Nachdem ich am 28. September hier angekommen bin, wohne ich nun beinahe zwei Monaten in Toulouse und komme aus dem Staunen nicht heraus.
Das Motto „träume nicht dein Leben sondern lebe deinen Traum“ habe ich wörtlich genommen, denn das, was ich hier erlebe, hatte ich mir in meinen schönsten Träumen nicht vorgestellt. Aber heißt das auch, dass ich jetzt angekommen bin?
Diese Stadt ist der absolute Wahnsinn: Es gibt jede Woche neue Festivals, Märkte und Events. Das kulturelle Angebot ist einfach unschlagbar. So gibt es Konzerte und Museen zu erschwinglichen Preisen, besonders für Menschen meines Alters. Wenn man am Wochenende mal raus aus der Stadt möchte, ist auch das kein Problem, denn ausgewählte Züge kosten hier genau einen Euro. Und ein Tagesausflug für zwei Euro lässt natürlich wenig Raum für Beschwerden. Generell ist der Eintritt in die Museen an jedem ersten Sonntag im Monat in ganz Frankreich kostenlos und seit neuestem gilt das 1€-Angebot der Bahn dann für alle Züge.
Zu dem Gefühl von „Zuhause“ haben auch die Menschen in Toulouse beigetragen. Ich habe mich von Anfang an Willkommen gefühlt. Alle sind offen und hilfsbereit. So bekommt man nach Konzerten, der Arbeit oder den Chorproben immer von irgendwem angeboten, mit an die nächste Metro-Station genommen zu werden.
Wo wir auch schon bei meinen Freizeitbeschäftigungen wären. Musikalisch kann ich mich nämlich nicht nur in dem Chor „Vox Populi“, der Lieder auf Französisch, Englisch, Italienisch und Latein singt, ausleben. Ich habe auch einen jungen Musiker kennengelernt, mit dem ich mich gerne zu einer Runde Geigen-Duette mit anschließender Improvisations-Einheit treffe. Da er sein Deutsch und ich mein Französisch verbessern möchte, profitieren wir nicht nur musikalisch, sondern auch kulturell voneinander.
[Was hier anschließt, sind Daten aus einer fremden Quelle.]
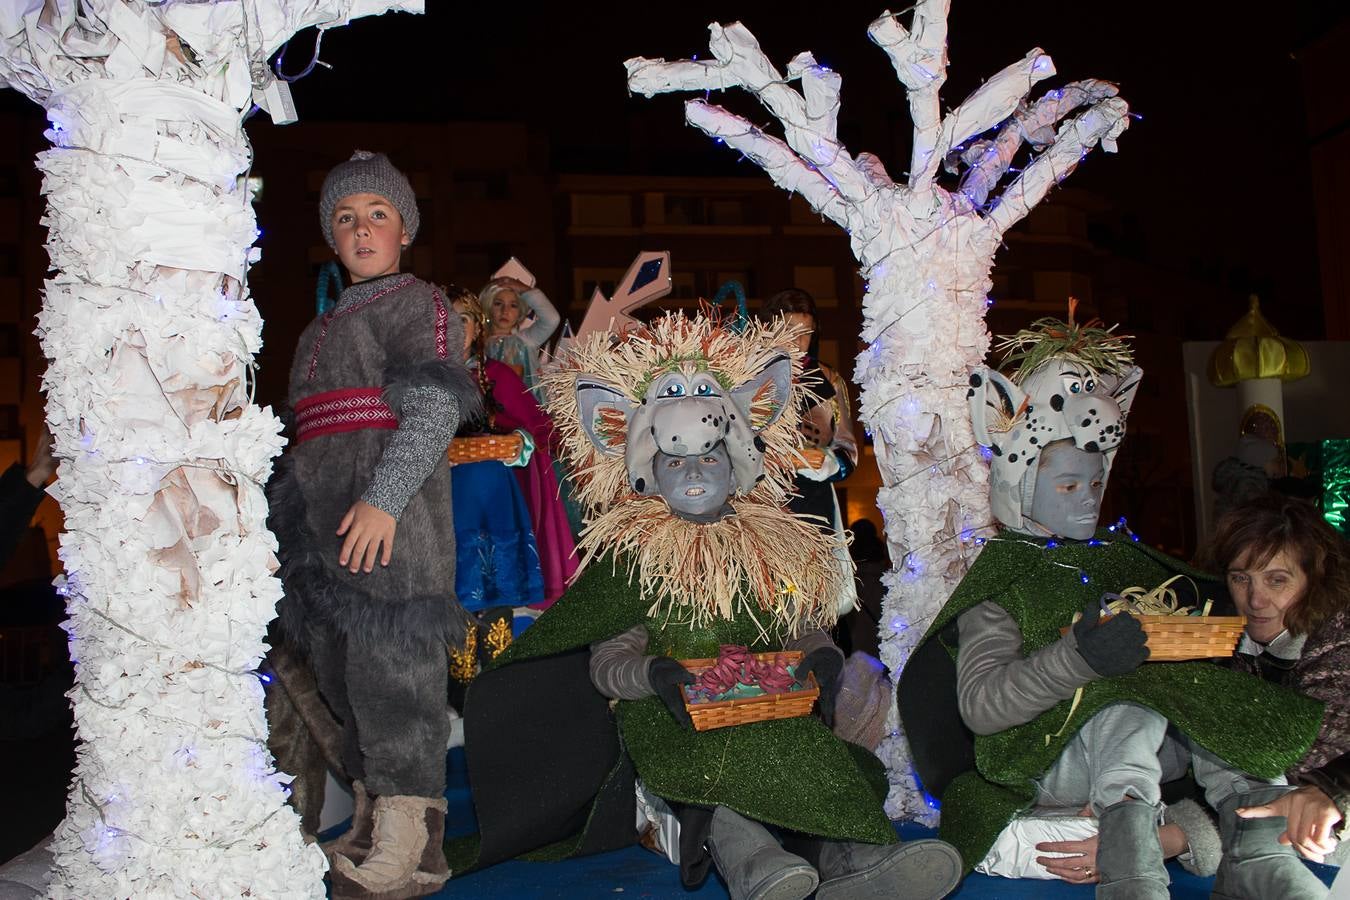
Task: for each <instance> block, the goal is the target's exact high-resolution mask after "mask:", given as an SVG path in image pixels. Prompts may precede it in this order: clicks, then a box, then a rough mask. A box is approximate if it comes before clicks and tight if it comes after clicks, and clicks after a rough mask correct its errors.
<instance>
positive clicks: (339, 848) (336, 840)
mask: <svg viewBox="0 0 1350 900" xmlns="http://www.w3.org/2000/svg"><path fill="white" fill-rule="evenodd" d="M351 799H352V810H351V827H350V828H347V831H344V833H343V834H342V835H339V837H336V838H333V839H332V841H327V842H324V843H320V845H319V849H320V850H323V851H324V855H325V857H328V862H329V865H331V864H332V858H333V857H335V855H338V854H342V855H344V857H347V858H348V860H351V861H352V862H355V864H356V865H360V864H362V862H365V861H366V854H369V853H370V830H371V827H373V826H374V822H373V816H374V803H373V800H371V796H370V795H369V793H366V785H365V783H362V781H352V783H351Z"/></svg>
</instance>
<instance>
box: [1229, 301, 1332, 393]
mask: <svg viewBox="0 0 1350 900" xmlns="http://www.w3.org/2000/svg"><path fill="white" fill-rule="evenodd" d="M1308 371H1309V368H1308V351H1305V349H1304V348H1303V347H1301V345H1300V344H1299V343H1297V341H1293V340H1289V339H1288V337H1281V336H1280V332H1277V331H1276V329H1274V325H1272V324H1270V322H1268V321H1266V320H1265V316H1262V314H1261V300H1260V298H1258V297H1257V296H1255V294H1251V297H1250V298H1249V300H1247V313H1246V316H1243V317H1242V318H1239V320H1238V321H1237V322H1234V325H1233V328H1230V329H1228V333H1227V336H1226V337H1224V341H1223V343H1222V344H1219V345H1218V347H1216V348H1215V349H1214V352H1212V354H1211V355H1210V366H1208V375H1210V382H1211V383H1212V385H1214V386H1215V387H1233V386H1234V385H1237V383H1238V382H1245V381H1249V379H1253V378H1278V379H1280V381H1281V382H1292V381H1296V379H1299V378H1303V376H1304V375H1307V374H1308Z"/></svg>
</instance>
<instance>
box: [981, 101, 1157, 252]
mask: <svg viewBox="0 0 1350 900" xmlns="http://www.w3.org/2000/svg"><path fill="white" fill-rule="evenodd" d="M1129 113H1130V108H1129V107H1127V105H1126V103H1125V100H1120V99H1119V97H1108V99H1106V100H1103V101H1102V103H1099V104H1096V105H1093V107H1092V108H1089V109H1088V111H1087V112H1084V113H1081V115H1079V116H1076V117H1073V119H1069V120H1068V121H1065V123H1064V124H1062V125H1061V127H1060V130H1058V132H1057V134H1056V136H1054V142H1053V143H1052V144H1050V146H1049V148H1046V150H1045V151H1044V152H1042V154H1041V155H1039V157H1037V158H1035V161H1033V162H1031V165H1030V166H1027V167H1026V169H1025V170H1023V171H1022V174H1021V175H1018V179H1017V181H1014V182H1012V184H1011V185H1008V186H1007V189H1004V190H1003V194H1002V196H1000V197H999V200H998V205H995V208H994V209H992V212H990V215H988V221H990V224H991V225H992V228H994V229H995V231H996V233H999V235H1006V233H1007V229H1008V228H1011V227H1012V225H1015V224H1017V223H1019V221H1022V219H1023V217H1025V216H1026V215H1027V213H1029V212H1031V206H1034V205H1037V204H1038V202H1041V201H1042V200H1044V198H1045V194H1048V193H1049V192H1050V188H1053V186H1054V185H1057V184H1060V182H1061V181H1064V179H1065V178H1068V177H1069V173H1072V171H1073V170H1075V169H1077V165H1079V162H1081V161H1083V158H1084V157H1087V154H1088V150H1091V148H1092V147H1093V146H1095V144H1098V143H1100V144H1102V148H1103V150H1106V151H1107V152H1114V151H1115V139H1116V138H1118V136H1119V135H1120V132H1123V131H1125V130H1126V127H1127V125H1129V124H1130V119H1129Z"/></svg>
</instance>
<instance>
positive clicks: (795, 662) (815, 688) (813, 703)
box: [680, 650, 821, 731]
mask: <svg viewBox="0 0 1350 900" xmlns="http://www.w3.org/2000/svg"><path fill="white" fill-rule="evenodd" d="M755 658H756V660H763V661H765V663H784V664H787V665H790V667H794V665H796V664H798V663H801V661H802V652H801V650H782V652H779V653H756V654H755ZM680 664H682V665H683V667H684V668H686V669H688V671H690V672H693V673H694V675H699V673H702V672H703V671H705V669H710V668H713V667H714V665H717V660H680ZM806 677H807V679H809V680H810V687H807V688H802V690H799V691H787V692H784V694H764V695H761V696H748V698H740V699H736V700H710V702H707V703H690V702H688V698H687V696H686V698H684V708H686V710H688V716H690V718H691V719H693V721H694V730H695V731H710V730H713V729H725V727H726V726H729V725H745V723H748V722H765V721H768V719H794V718H796V716H802V715H810V714H811V707H813V706H814V704H815V698H818V696H819V695H821V688H819V685H817V684H815V675H814V673H810V675H807V676H806Z"/></svg>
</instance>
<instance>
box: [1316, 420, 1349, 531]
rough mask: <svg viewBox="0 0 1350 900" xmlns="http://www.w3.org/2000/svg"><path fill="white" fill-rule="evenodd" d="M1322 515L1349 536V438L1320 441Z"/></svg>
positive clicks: (1341, 530)
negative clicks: (1346, 439) (1321, 457)
mask: <svg viewBox="0 0 1350 900" xmlns="http://www.w3.org/2000/svg"><path fill="white" fill-rule="evenodd" d="M1322 515H1323V517H1324V518H1326V519H1327V522H1328V524H1330V525H1331V528H1334V529H1336V530H1338V532H1341V533H1342V534H1345V536H1346V537H1350V440H1326V441H1322Z"/></svg>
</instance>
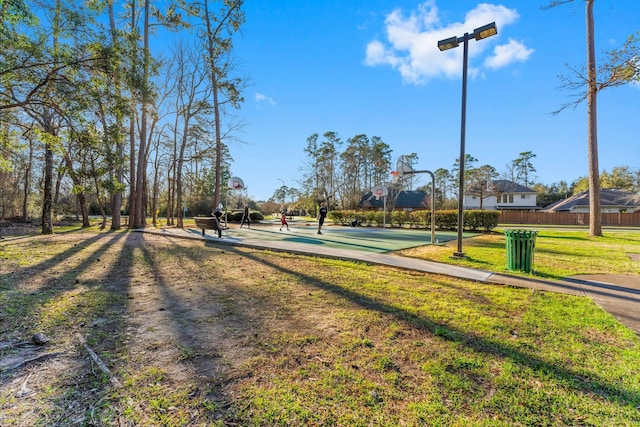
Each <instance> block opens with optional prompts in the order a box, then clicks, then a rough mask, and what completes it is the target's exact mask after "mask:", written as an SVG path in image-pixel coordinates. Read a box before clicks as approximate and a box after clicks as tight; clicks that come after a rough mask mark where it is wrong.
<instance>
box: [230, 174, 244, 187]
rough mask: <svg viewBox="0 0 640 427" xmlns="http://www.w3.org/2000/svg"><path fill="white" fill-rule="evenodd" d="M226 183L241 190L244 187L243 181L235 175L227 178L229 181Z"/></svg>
mask: <svg viewBox="0 0 640 427" xmlns="http://www.w3.org/2000/svg"><path fill="white" fill-rule="evenodd" d="M227 184H228V187H229V188H231V189H233V190H242V189H243V188H244V182H243V181H242V179H240V178H238V177H237V176H234V177H231V178H229V182H228V183H227Z"/></svg>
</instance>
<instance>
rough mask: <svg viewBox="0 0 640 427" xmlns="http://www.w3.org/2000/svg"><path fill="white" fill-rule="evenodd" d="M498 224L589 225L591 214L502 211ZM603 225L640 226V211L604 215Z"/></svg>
mask: <svg viewBox="0 0 640 427" xmlns="http://www.w3.org/2000/svg"><path fill="white" fill-rule="evenodd" d="M498 223H500V224H553V225H589V214H588V213H574V212H526V211H501V212H500V217H499V218H498ZM602 225H613V226H619V227H633V226H640V211H639V212H634V213H621V212H615V213H603V214H602Z"/></svg>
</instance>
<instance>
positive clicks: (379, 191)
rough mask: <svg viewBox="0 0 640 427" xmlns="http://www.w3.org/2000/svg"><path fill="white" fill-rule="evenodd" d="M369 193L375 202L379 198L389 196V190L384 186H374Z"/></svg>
mask: <svg viewBox="0 0 640 427" xmlns="http://www.w3.org/2000/svg"><path fill="white" fill-rule="evenodd" d="M371 192H372V193H373V196H374V197H375V198H376V200H380V197H385V196H387V195H388V194H389V190H388V189H387V187H385V186H384V185H376V186H375V187H373V189H372V190H371Z"/></svg>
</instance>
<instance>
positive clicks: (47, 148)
mask: <svg viewBox="0 0 640 427" xmlns="http://www.w3.org/2000/svg"><path fill="white" fill-rule="evenodd" d="M52 202H53V150H52V149H51V146H50V145H49V144H48V143H45V153H44V197H43V200H42V234H53V213H52V204H53V203H52Z"/></svg>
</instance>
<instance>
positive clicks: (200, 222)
mask: <svg viewBox="0 0 640 427" xmlns="http://www.w3.org/2000/svg"><path fill="white" fill-rule="evenodd" d="M193 220H194V221H195V222H196V227H197V228H200V229H201V230H202V237H204V231H205V230H216V231H217V232H218V238H220V237H222V228H221V227H220V222H219V221H218V219H217V218H216V217H214V216H210V217H204V216H197V217H195V218H193Z"/></svg>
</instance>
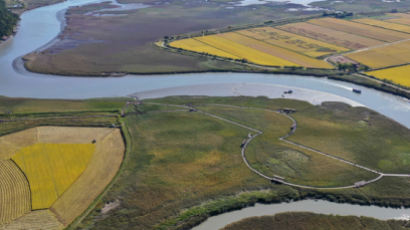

Außerdem gibt es hier eine Gemeinde extra für Studenten, die für die Gottesdienste immer eine Gruppe an Musikern suchen. Hier habe ich mich auch einmal ausprobiert, aber da mir die Gottesdienste zu ernst waren, besuche ich nun eine evangelische Freikirche, in der man auch jede Woche viele junge Menschen treffen kann.
Mein nächstes Projekt wird die musikalische Gestaltung auf einem Weihnachtsmarkt in Pibrac. Dazu werde ich mit einer anderen Violinistin ein paar weihnachtliche Duette vorbereiten.
Mein Auslandsaufenthalt soll aber nicht nur zum Erleben dienen - er war auch als Selbstfindungs-Trip vorgesehen. Ich habe begonnen, die Bibel und Gedichte zu lesen, diese auch selbst zu schreiben und führe weiterhin Tagebuch zur Selbstreflexion.
Natürlich ist auch nicht immer alles perfekt und Zuhause rückt hin wieder in melancholische Erinnerung. Dann hilft es mir, dessen einfach bewusst zu werden und vor allem darüber mit meiner Familie und meinen Freunden zu sprechen. Über diese und andere Erfahrungen kann ich mich auch gut mit den anderen Freiwilligen der BIQ-Berlin austauschen.
Nun stelle ich mir erneut die Frage, ob ich jetzt am Ziel meiner Reise angekommen bin und meinen Traum erfüllt habe. Das zu beantworten, ist gar nicht so einfach. Ja, ich liebe es hier und bin für jeden einzelnen Tag dankbar - habe also meinen Traum erfüllt! Aber ich Reise nicht, um anzukommen, sondern um die Reise zu leben. Nach jedem erfüllten Traum folgt der nächste, wie ich vom „Alchimisten“ von Paulo Coelho gelernt habe. Ich habe eine weitere Etappe auf meinem Weg erreicht; jetzt befinde ich mich hier und genieße die Zeit. Es werden noch viele Etappen folgen und dorthin, wo es mir gefallen hat, kehre ich zurück!
Das will ich nun erst einmal so stehen lassen und schicke ganz liebe Grüße aus Toulouse ans schöne Lambrechter Tal!